An Automatic Tool for Predicting the Influence of COVID-19-Infected Patients on Future Infections

The COVID-19 pandemic has rapidly spread across the globe, causing significant impact on various aspects of human life. To combat the spread of infectious diseases and reduce transmission rates, epidemiological surveys are crucial in identifying high-risk individuals. However, conducting these surveys manually can be time-consuming and burdensome for epidemiologists. Therefore, there is a need for an automatic tool to assist with epidemiological surveys.

In this study, researchers aimed to develop an automatic epidemiological survey tool that can predict the influence of COVID-19-infected patients on future infections. The researchers utilized a dataset that included information about interactions between confirmed cases, such as contact order, contact times, and movement routes, as well as individual properties like symptoms.

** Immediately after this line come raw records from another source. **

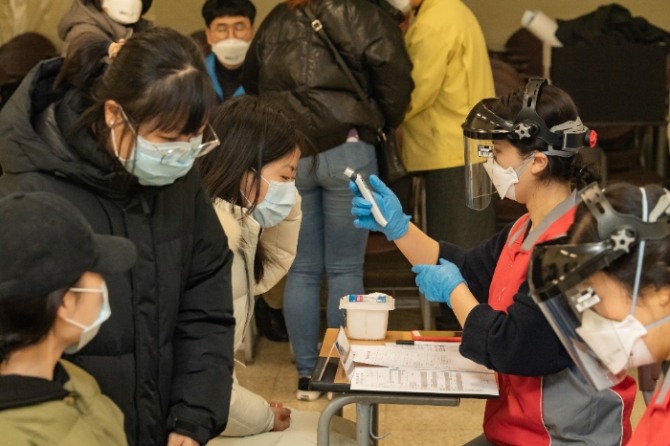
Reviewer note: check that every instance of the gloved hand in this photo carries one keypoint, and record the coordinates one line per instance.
(436, 282)
(389, 205)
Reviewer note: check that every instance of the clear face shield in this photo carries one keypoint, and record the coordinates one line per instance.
(481, 128)
(558, 284)
(561, 278)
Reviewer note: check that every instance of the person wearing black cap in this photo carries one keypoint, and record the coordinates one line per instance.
(53, 298)
(523, 147)
(117, 133)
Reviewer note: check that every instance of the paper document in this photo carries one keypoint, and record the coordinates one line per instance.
(424, 367)
(428, 381)
(438, 355)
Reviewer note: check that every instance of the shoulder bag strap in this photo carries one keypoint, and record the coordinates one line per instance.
(320, 31)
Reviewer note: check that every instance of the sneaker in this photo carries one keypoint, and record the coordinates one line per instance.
(270, 322)
(303, 393)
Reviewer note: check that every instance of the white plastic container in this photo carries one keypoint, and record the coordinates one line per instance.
(367, 315)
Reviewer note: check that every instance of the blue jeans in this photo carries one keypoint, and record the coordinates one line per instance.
(329, 243)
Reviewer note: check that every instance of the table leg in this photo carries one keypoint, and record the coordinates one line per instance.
(331, 409)
(363, 422)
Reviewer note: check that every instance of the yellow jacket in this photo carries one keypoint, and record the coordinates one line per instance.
(451, 74)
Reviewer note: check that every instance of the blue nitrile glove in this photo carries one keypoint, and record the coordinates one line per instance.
(397, 221)
(436, 282)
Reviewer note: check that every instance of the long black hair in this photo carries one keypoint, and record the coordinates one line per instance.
(158, 77)
(25, 322)
(555, 107)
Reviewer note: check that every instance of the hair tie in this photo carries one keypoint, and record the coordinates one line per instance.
(114, 48)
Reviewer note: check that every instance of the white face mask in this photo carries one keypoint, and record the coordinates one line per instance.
(618, 344)
(401, 5)
(231, 52)
(276, 205)
(90, 331)
(504, 179)
(125, 12)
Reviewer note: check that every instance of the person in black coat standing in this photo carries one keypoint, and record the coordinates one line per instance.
(293, 67)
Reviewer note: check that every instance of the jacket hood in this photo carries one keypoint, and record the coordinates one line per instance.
(35, 125)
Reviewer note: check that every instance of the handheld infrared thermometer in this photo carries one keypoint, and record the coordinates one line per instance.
(367, 194)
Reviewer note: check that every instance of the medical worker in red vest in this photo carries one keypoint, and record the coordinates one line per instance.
(525, 147)
(606, 292)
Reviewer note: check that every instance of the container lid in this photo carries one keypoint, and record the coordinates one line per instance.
(372, 301)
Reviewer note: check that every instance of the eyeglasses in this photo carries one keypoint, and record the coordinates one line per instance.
(176, 150)
(238, 29)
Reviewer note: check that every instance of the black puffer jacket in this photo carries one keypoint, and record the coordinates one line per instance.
(290, 65)
(166, 354)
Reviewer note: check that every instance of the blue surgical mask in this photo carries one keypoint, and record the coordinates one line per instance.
(159, 164)
(276, 205)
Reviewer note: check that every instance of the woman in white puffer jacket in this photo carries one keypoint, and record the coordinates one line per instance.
(251, 178)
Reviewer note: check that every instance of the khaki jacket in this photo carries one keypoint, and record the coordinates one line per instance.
(451, 73)
(83, 417)
(249, 413)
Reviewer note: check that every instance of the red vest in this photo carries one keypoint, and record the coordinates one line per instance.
(654, 427)
(515, 418)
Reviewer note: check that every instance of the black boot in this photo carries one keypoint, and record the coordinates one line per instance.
(270, 322)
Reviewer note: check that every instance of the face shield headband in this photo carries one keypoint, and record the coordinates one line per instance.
(563, 139)
(483, 127)
(557, 275)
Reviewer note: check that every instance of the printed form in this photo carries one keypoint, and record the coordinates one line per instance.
(426, 367)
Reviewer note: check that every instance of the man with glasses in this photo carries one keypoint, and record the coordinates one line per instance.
(229, 31)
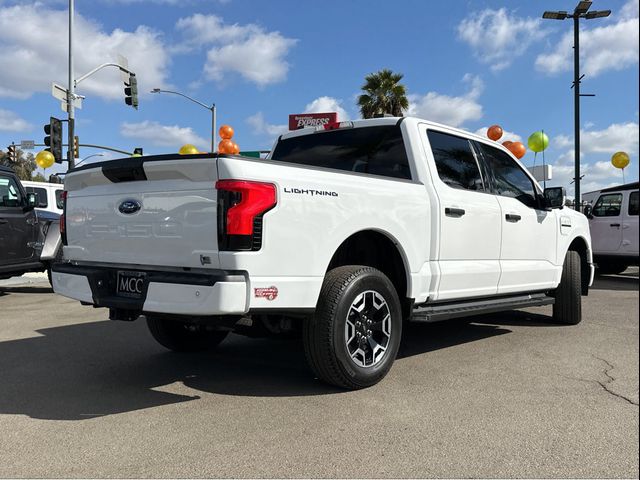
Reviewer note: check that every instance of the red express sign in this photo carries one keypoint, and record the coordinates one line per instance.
(302, 120)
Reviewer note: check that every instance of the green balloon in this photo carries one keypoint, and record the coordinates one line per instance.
(538, 141)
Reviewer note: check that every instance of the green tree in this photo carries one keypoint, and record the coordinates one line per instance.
(24, 166)
(383, 93)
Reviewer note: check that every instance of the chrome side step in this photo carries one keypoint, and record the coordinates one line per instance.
(445, 311)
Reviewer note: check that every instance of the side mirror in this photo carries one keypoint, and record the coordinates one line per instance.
(554, 197)
(32, 201)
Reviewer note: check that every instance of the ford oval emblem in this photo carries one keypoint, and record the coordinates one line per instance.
(129, 207)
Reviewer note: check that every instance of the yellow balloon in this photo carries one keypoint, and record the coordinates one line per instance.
(45, 159)
(620, 160)
(188, 149)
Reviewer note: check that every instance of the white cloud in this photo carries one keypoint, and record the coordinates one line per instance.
(600, 144)
(609, 47)
(446, 109)
(153, 133)
(327, 104)
(616, 137)
(11, 122)
(248, 50)
(510, 136)
(33, 42)
(596, 176)
(262, 127)
(497, 37)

To incorporate this interaction information and individual properties, the researchers used graph neural networks (GNNs). They utilized two variants of GNNs, namely graph convolutional and graph attention networks, and compared their performance with traditional machine learning models. The results showed that the graph-based models outperformed the traditional models.

The researchers specifically focused on predicting the spreading of infections up to the 2nd, 3rd, and 4th order. They found that the graph-based models had higher performance, with improvements of 0.200, 0.269, and 0.190 for the area under the curve, respectively. This indicates that the contact information of an infected person is crucial in predicting their impact on future infections.

The findings of this study suggest that incorporating the relationships between an infected person and others can significantly improve the effectiveness of automatic epidemiological surveys. By considering interaction information and individual properties, the tool can accurately predict the spread of infections and identify high-risk individuals.

The COVID-19 pandemic has prompted extensive epidemiological surveys in Korea since February 2020. These surveys gather various information, including demographic data, contact history, time of contact, movement routes, and symptoms, from individuals who are infected or have been infected with COVID-19. The results of these surveys help classify the type of care for infected persons, whether it be at home or in a medical institution.

Furthermore, the aggregated data from epidemiological surveys can inform the government’s preventive measures and policies. The researchers in this study utilized the epidemiological survey data to create a relationship map between major infection clusters and Incheon City, Korea. This map allowed them to visualize the connections between infected individuals and the people they had contact with at different stages.

The objective of this study was to explore the development of an automatic epidemiological survey tool. The researchers proposed using graph neural network-based algorithms to predict whether specific confirmed cases would influence future infections. Graph neural networks are effective in capturing interaction information between confirmed cases and their properties.

The researchers utilized a COVID-19 infection network dataset from Incheon City, which included information about each person and their relationships. The goal was to predict whether an infected person would affect the future infection of others, even when future contact information was not accessible. The researchers aimed for realistic evaluation by assuming that contact information between current and future infected persons was not given.

In conclusion, this study developed an automatic tool using graph neural networks to predict the influence of COVID-19-infected patients on future infections. The results showed that incorporating contact information and individual properties significantly improved the accuracy of predictions. This tool can assist epidemiologists in conducting faster and more efficient epidemiological surveys, ultimately reducing the spread of infectious diseases.